At the centre of the exhibition is a splendid coffin ship, a memorial to all the unnamed craftsmen that have created objects housed in the British Museum.

“It’s Grayson’s appropriation of the whole of the museum to frame his creative work,” explained British Museum director Neil MacGregor. “It’s something nobody has done before.”

Speaking to a crowd of trendy Frieze Art Fair patrons, Perry seemed far more excited by the prospect of school kids enjoying the show than he was about the opinions of art critics and dealers. “I’ve heard that the average age of visitors is 12,” he said with glee.

This down-to-earth attitude has made Perry popular among the museum’s staff. According to MacGregor, “no curator in the museum has won more affection than Grayson”.

So that’s two reasons why you should visit the exhibition: it’s a fascinating show created by a thoroughly nice chap.

Grayson Perry: The Tomb of the Unknown Craftsman is at the British Museum until 19 February 2012


  1. Jenny says:

    I went to see this on Saturday and thought it was brilliant.
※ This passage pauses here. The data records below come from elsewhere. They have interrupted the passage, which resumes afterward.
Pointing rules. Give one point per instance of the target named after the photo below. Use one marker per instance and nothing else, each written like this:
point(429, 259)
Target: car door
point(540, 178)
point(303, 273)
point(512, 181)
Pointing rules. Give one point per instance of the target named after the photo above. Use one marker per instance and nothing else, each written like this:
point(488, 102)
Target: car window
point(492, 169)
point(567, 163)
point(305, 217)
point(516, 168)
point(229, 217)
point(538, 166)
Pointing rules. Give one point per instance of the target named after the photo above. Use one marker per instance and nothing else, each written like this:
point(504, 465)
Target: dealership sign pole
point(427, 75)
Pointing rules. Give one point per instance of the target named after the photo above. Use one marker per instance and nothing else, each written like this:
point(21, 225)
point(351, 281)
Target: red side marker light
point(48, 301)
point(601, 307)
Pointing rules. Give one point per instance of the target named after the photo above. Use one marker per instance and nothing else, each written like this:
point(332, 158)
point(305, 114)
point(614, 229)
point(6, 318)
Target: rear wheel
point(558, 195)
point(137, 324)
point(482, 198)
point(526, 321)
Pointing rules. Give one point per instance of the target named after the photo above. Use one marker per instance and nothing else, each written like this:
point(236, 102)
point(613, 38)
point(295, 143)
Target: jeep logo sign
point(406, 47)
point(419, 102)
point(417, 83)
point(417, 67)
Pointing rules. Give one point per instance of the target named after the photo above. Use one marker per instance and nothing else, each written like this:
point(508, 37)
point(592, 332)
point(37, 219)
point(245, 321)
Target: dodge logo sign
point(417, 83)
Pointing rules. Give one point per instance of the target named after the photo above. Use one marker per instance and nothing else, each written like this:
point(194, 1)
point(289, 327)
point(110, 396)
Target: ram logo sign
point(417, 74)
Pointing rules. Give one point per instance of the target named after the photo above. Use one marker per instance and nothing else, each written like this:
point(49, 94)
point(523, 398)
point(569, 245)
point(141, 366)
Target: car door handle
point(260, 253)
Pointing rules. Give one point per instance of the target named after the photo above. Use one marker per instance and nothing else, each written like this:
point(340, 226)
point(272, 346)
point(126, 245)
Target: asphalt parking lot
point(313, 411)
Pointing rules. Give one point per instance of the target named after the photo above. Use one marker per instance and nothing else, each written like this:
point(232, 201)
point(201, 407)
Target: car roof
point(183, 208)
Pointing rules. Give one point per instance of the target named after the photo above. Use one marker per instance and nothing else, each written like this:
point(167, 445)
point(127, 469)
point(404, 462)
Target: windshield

What started off as a seemingly random collection of objects and a game of Spot the Bear, became a fascinating glimpse into Perry’s mind and gave me a new perspective on objects in the British Museum.

  2. Alex says:

    You could probably mention Alan Measles? Without his ursus-like influence, perhaps the show would not have been as engaging.

  3. Lettice says:

    I love Grayson Perry. Can’t wait to see this!